Franciozi Carlos E, Mameri Enzo S, Gracitelli Guilherme C, Schumacher Felipe C, Credidio Marcos V, Canuto Sérgio, Kubota Marcelo S
Department of Orthopedics and Traumatology, EPM / UNIFESP, São Paulo, Brazil.
Hospital do Coração (Hcor), São Paulo, Brazil.
Video J Sports Med. 2023 Nov 6;3(6):26350254231195087. doi: 10.1177/26350254231195087. eCollection 2023 Nov-Dec.
While most medial-sided knee injuries can be managed conservatively, high-grade injuries of the posteromedial corner have been reported to have less than optimal outcomes with conservative approaches, resulting in residual valgus and rotational instability. Consensus among experts postulates that treatment should be based on reconstructing both the superficial medial collateral ligament (sMCL) and the posterior oblique ligament (POL). We present a modified technique of a tibial-sling anatomic MCL reconstruction with a POL limb.
High-grade injuries of the posteromedial corner, specifically injuries with medial joint gapping in extension or grade 3 medial-sided tears.
The MCL is reconstructed with a semitendinosus autograft in a tibial sling, created by converging perpendicular bone tunnels at its anatomic tibial insertion, and fixed to a femoral tunnel in the isometric point just posterior and proximal to the medial epicondyle with the knee at 30° of flexion. That same single femoral tunnel will be shared by the two strands of the semitendinosus graft and a limb of gracilis autograft to reproduce the POL, passed through a tibial tunnel in the posteromedial margin of medial tibial condyle, and fixed in extension.

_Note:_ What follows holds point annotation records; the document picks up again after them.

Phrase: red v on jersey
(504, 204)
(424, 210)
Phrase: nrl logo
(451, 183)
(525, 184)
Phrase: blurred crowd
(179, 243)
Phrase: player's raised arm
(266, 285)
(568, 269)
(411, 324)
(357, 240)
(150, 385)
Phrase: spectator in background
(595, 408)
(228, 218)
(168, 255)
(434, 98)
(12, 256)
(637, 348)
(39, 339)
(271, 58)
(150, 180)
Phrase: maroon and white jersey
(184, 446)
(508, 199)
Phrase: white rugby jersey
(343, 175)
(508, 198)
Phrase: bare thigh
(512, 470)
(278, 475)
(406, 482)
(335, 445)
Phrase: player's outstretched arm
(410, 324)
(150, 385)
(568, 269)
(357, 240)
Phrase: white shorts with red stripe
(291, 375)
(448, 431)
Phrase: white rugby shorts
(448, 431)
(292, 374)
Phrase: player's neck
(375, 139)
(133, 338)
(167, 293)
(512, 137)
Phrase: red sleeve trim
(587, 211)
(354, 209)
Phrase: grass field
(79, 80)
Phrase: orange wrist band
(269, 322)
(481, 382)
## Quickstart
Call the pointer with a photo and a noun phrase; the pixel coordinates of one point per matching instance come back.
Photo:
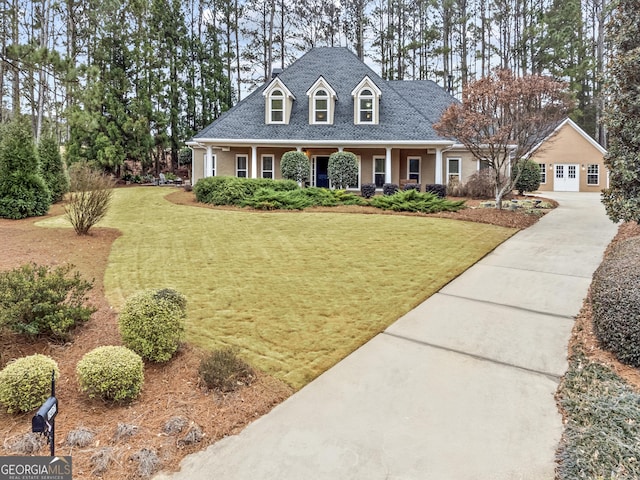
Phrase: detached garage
(571, 161)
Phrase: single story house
(329, 101)
(571, 161)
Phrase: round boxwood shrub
(112, 373)
(26, 382)
(295, 166)
(615, 294)
(152, 323)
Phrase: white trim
(246, 169)
(226, 142)
(409, 173)
(374, 172)
(459, 173)
(273, 162)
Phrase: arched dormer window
(366, 103)
(365, 100)
(322, 99)
(278, 103)
(277, 106)
(321, 106)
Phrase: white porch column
(254, 161)
(387, 166)
(438, 166)
(208, 162)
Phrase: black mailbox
(42, 421)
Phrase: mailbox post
(45, 420)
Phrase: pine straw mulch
(170, 391)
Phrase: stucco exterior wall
(568, 146)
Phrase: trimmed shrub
(295, 166)
(223, 371)
(389, 189)
(234, 190)
(529, 180)
(368, 190)
(152, 323)
(53, 171)
(26, 382)
(90, 193)
(436, 189)
(39, 300)
(414, 201)
(23, 192)
(111, 373)
(342, 170)
(411, 186)
(615, 294)
(481, 184)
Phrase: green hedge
(26, 382)
(615, 293)
(414, 201)
(233, 190)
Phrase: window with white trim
(276, 103)
(267, 166)
(593, 174)
(379, 171)
(357, 185)
(413, 168)
(366, 106)
(321, 107)
(241, 166)
(453, 170)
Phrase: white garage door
(566, 178)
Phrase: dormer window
(366, 102)
(277, 106)
(366, 106)
(322, 101)
(321, 106)
(278, 103)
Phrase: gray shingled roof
(408, 109)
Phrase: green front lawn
(296, 292)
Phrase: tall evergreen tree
(622, 198)
(23, 192)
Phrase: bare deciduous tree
(502, 117)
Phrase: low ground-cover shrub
(234, 191)
(112, 373)
(616, 301)
(26, 382)
(437, 189)
(268, 199)
(602, 431)
(414, 201)
(40, 300)
(222, 370)
(152, 323)
(368, 190)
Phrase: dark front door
(322, 166)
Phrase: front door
(321, 172)
(566, 178)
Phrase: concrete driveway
(461, 387)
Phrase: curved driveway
(461, 387)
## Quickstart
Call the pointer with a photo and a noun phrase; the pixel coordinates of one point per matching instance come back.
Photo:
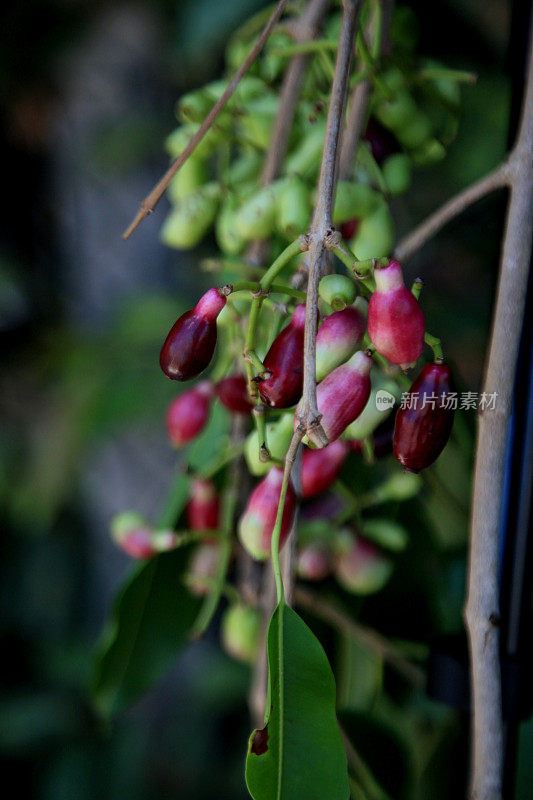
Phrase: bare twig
(417, 238)
(334, 616)
(152, 199)
(482, 607)
(321, 224)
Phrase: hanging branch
(309, 415)
(304, 29)
(482, 607)
(152, 199)
(417, 238)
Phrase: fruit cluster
(371, 329)
(413, 118)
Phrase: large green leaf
(148, 628)
(299, 753)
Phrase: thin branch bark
(152, 199)
(334, 616)
(417, 238)
(482, 606)
(354, 128)
(321, 223)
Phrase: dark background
(88, 91)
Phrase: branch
(321, 224)
(334, 616)
(304, 29)
(482, 606)
(417, 238)
(152, 199)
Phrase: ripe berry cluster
(371, 329)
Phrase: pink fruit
(188, 413)
(284, 361)
(338, 338)
(343, 394)
(320, 468)
(203, 508)
(396, 323)
(257, 522)
(233, 393)
(190, 345)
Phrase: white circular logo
(384, 400)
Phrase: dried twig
(416, 239)
(152, 199)
(321, 224)
(482, 607)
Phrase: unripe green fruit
(397, 173)
(373, 413)
(227, 236)
(187, 224)
(293, 210)
(338, 291)
(305, 160)
(430, 152)
(188, 179)
(386, 533)
(255, 219)
(244, 168)
(241, 633)
(353, 201)
(256, 125)
(398, 112)
(279, 435)
(237, 50)
(414, 132)
(375, 234)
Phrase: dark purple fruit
(190, 345)
(423, 425)
(282, 386)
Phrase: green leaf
(299, 753)
(148, 628)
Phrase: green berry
(279, 435)
(353, 201)
(375, 234)
(188, 179)
(241, 633)
(397, 173)
(187, 224)
(293, 210)
(256, 217)
(338, 291)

DISCUSSION/CONCLUSION: As recent evidence suggests that medial reconstruction should be preferred over repair, due to favorable complication and failure rates, we describe a technique that is both anatomic-based, reproducing the 2 main medial knee structures (sMCL, POL), and also cost-saving, with decreased need of fixation devices.
The author(s) attests that consent has been obtained from any patient(s) appearing in this publication. If the individual may be identifiable, the author(s) has included a statement of release or other written form of approval from the patient(s) with this submission for publication.

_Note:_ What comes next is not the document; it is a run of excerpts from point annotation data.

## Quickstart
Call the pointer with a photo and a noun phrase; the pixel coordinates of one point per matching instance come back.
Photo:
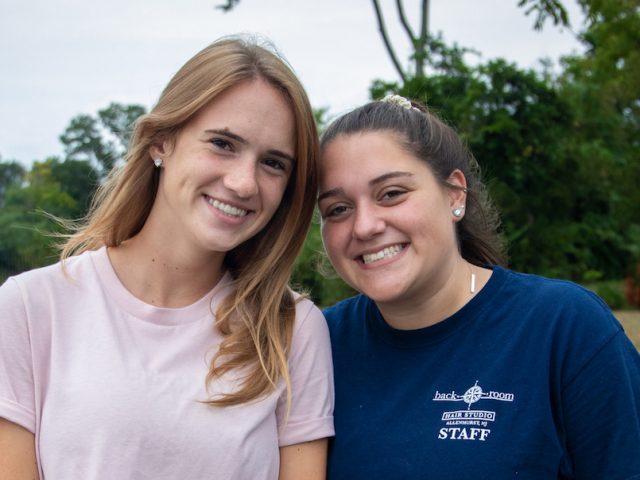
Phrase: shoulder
(573, 321)
(309, 319)
(554, 297)
(57, 281)
(348, 312)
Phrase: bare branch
(228, 5)
(424, 23)
(420, 45)
(385, 39)
(404, 22)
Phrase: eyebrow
(374, 181)
(228, 133)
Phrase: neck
(453, 292)
(163, 275)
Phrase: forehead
(366, 154)
(252, 102)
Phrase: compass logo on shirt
(469, 424)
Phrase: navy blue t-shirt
(532, 379)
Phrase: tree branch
(385, 39)
(420, 44)
(404, 22)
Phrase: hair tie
(400, 101)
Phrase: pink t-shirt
(112, 387)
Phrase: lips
(385, 253)
(227, 209)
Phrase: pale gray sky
(65, 57)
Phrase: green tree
(11, 173)
(421, 40)
(102, 141)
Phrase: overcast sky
(66, 57)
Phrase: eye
(392, 194)
(221, 143)
(335, 211)
(275, 164)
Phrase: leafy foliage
(563, 194)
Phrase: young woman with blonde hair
(167, 344)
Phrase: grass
(630, 320)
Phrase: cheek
(331, 239)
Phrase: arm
(17, 452)
(304, 461)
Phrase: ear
(157, 150)
(458, 189)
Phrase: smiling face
(387, 223)
(224, 175)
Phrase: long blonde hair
(257, 318)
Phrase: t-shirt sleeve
(17, 390)
(311, 372)
(601, 409)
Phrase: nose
(367, 223)
(241, 178)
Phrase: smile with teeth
(227, 209)
(385, 253)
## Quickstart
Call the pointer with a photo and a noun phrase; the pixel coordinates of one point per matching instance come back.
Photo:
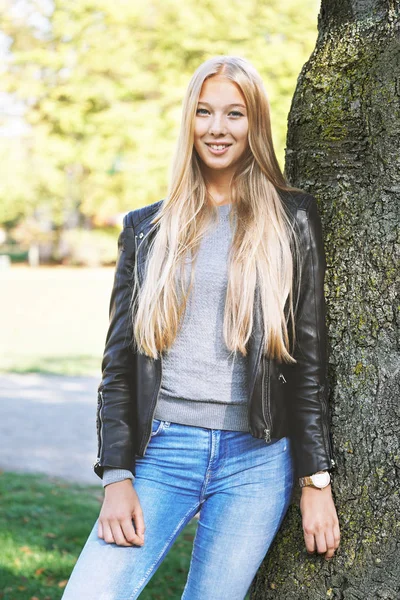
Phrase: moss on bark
(343, 146)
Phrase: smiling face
(221, 125)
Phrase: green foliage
(44, 523)
(103, 87)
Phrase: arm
(312, 445)
(121, 518)
(312, 440)
(114, 406)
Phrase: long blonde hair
(264, 242)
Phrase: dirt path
(47, 425)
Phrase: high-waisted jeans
(242, 487)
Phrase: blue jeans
(242, 487)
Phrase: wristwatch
(318, 480)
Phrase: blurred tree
(343, 146)
(103, 83)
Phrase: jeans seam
(161, 554)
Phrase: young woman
(214, 395)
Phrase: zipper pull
(267, 435)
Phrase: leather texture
(283, 399)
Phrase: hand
(120, 505)
(320, 521)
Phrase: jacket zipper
(325, 427)
(98, 460)
(154, 410)
(265, 404)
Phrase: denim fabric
(240, 485)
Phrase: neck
(218, 186)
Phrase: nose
(217, 126)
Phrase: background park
(90, 109)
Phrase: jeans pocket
(157, 427)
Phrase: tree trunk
(343, 146)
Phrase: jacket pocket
(157, 427)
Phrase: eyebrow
(228, 105)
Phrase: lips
(218, 149)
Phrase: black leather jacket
(283, 399)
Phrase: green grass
(54, 319)
(44, 522)
(52, 365)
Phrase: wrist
(319, 480)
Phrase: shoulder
(140, 216)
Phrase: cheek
(200, 129)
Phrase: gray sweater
(203, 383)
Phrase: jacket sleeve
(312, 443)
(114, 401)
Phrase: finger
(118, 534)
(108, 536)
(320, 542)
(336, 534)
(139, 522)
(131, 536)
(330, 544)
(310, 542)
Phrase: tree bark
(343, 147)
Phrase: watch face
(321, 479)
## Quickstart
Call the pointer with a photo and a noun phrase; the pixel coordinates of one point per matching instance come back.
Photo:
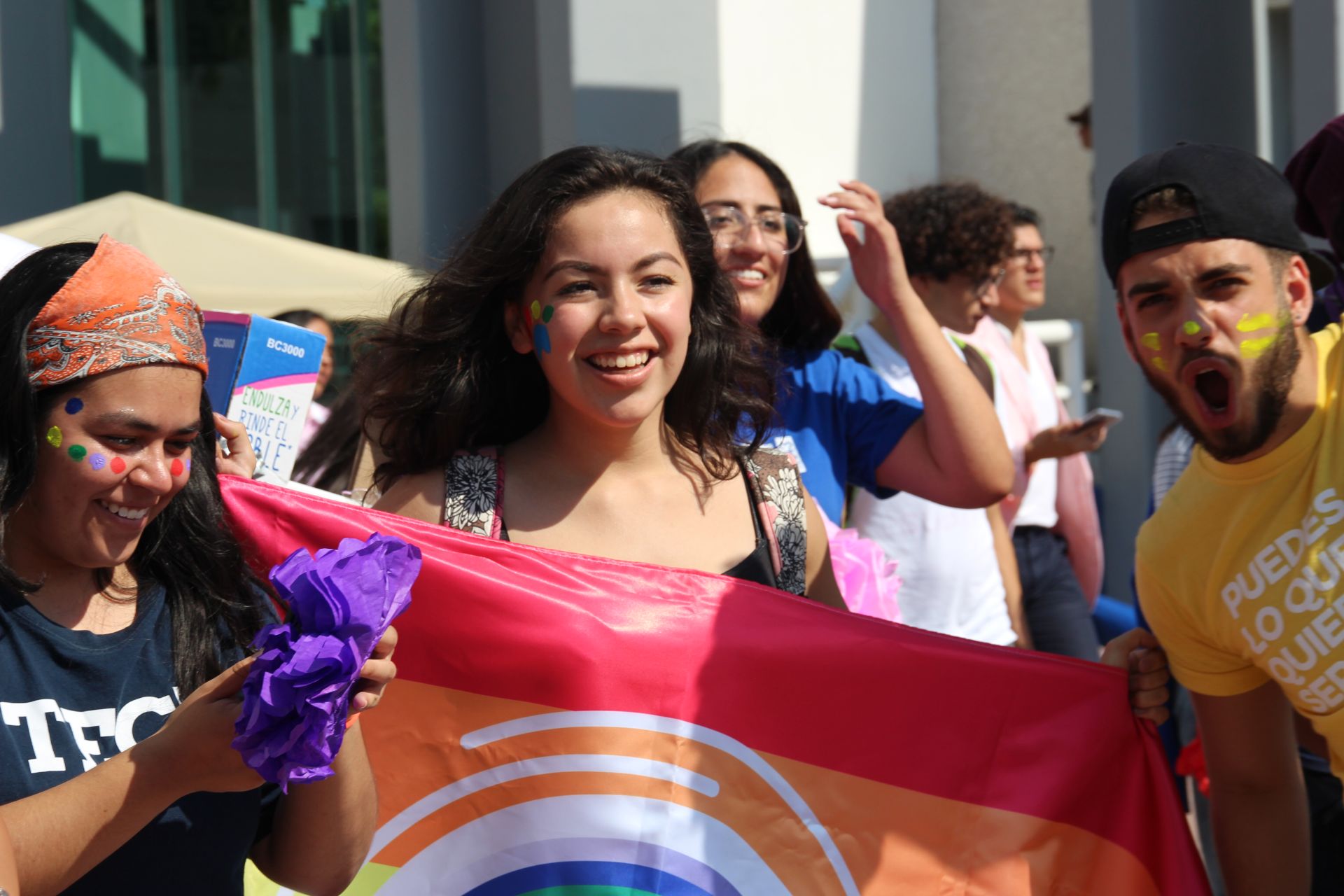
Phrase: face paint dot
(540, 339)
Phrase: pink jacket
(1074, 501)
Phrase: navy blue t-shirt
(840, 421)
(71, 699)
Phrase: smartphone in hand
(1100, 416)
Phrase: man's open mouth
(1214, 390)
(1211, 379)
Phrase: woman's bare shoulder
(419, 496)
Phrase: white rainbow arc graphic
(694, 850)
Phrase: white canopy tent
(230, 266)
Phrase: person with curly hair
(958, 567)
(584, 340)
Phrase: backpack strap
(979, 365)
(777, 491)
(473, 492)
(851, 347)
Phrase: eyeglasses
(1025, 254)
(732, 226)
(983, 288)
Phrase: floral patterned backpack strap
(777, 489)
(473, 491)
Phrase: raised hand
(878, 265)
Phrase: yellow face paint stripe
(1256, 347)
(1250, 324)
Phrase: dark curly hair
(441, 375)
(216, 601)
(952, 229)
(803, 316)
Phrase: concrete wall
(848, 94)
(1008, 74)
(636, 99)
(36, 148)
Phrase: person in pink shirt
(1051, 510)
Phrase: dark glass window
(267, 112)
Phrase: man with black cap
(1241, 571)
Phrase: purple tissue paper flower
(298, 692)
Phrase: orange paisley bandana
(120, 309)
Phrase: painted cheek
(1154, 343)
(538, 317)
(1250, 324)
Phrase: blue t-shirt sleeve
(875, 418)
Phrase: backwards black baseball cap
(1237, 195)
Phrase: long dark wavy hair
(441, 375)
(214, 599)
(803, 316)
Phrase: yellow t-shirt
(1241, 571)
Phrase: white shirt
(1038, 504)
(945, 556)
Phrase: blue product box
(264, 374)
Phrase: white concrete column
(1161, 71)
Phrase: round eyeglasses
(732, 226)
(1023, 255)
(983, 288)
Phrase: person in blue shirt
(841, 422)
(127, 608)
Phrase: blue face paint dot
(540, 339)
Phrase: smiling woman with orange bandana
(127, 609)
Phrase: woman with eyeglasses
(838, 416)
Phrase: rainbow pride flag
(570, 726)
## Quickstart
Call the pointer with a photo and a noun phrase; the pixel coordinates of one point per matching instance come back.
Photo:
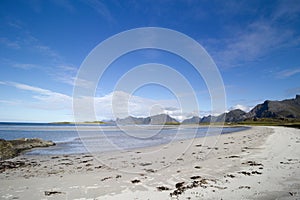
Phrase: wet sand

虽然大多数膝关节内侧损伤可以保守治疗,但据报道,后内侧角的高级别损伤采用保守治疗的效果并不理想,会导致残留外翻和旋转不稳定。专家们的共识是,治疗应基于重建浅层内侧副韧带(sMCL)和后斜韧带(POL)。我们介绍一种改良的带POL分支的胫骨吊带解剖型MCL重建技术。
后内侧角的高级别损伤,特别是伸直位时内侧关节间隙增宽或内侧3级撕裂的损伤。
采用半腱肌自体移植物在胫骨吊带上重建MCL,通过在其胫骨解剖学止点处汇聚垂直的骨隧道来创建胫骨吊带,并在膝关节屈曲30°时将其固定于内侧髁上后方等长点处的股骨隧道。半腱肌移植物的两股和股薄肌自体移植物的一个分支将共用同一个股骨隧道以重建POL,该分支穿过内侧胫骨髁后内侧缘的胫骨隧道,并在伸直位固定。
讨论/结论:由于近期证据表明,由于并发症和失败率较低,内侧重建优于修复,我们描述了一种既基于解剖学、能重建膝关节内侧两个主要结构(sMCL、POL),又节省成本、减少固定装置需求的技术。
作者证明已获得本出版物中出现的任何患者的同意。如果个体可被识别,作者已随本提交稿件附上患者的豁免声明或其他书面批准形式以供发表。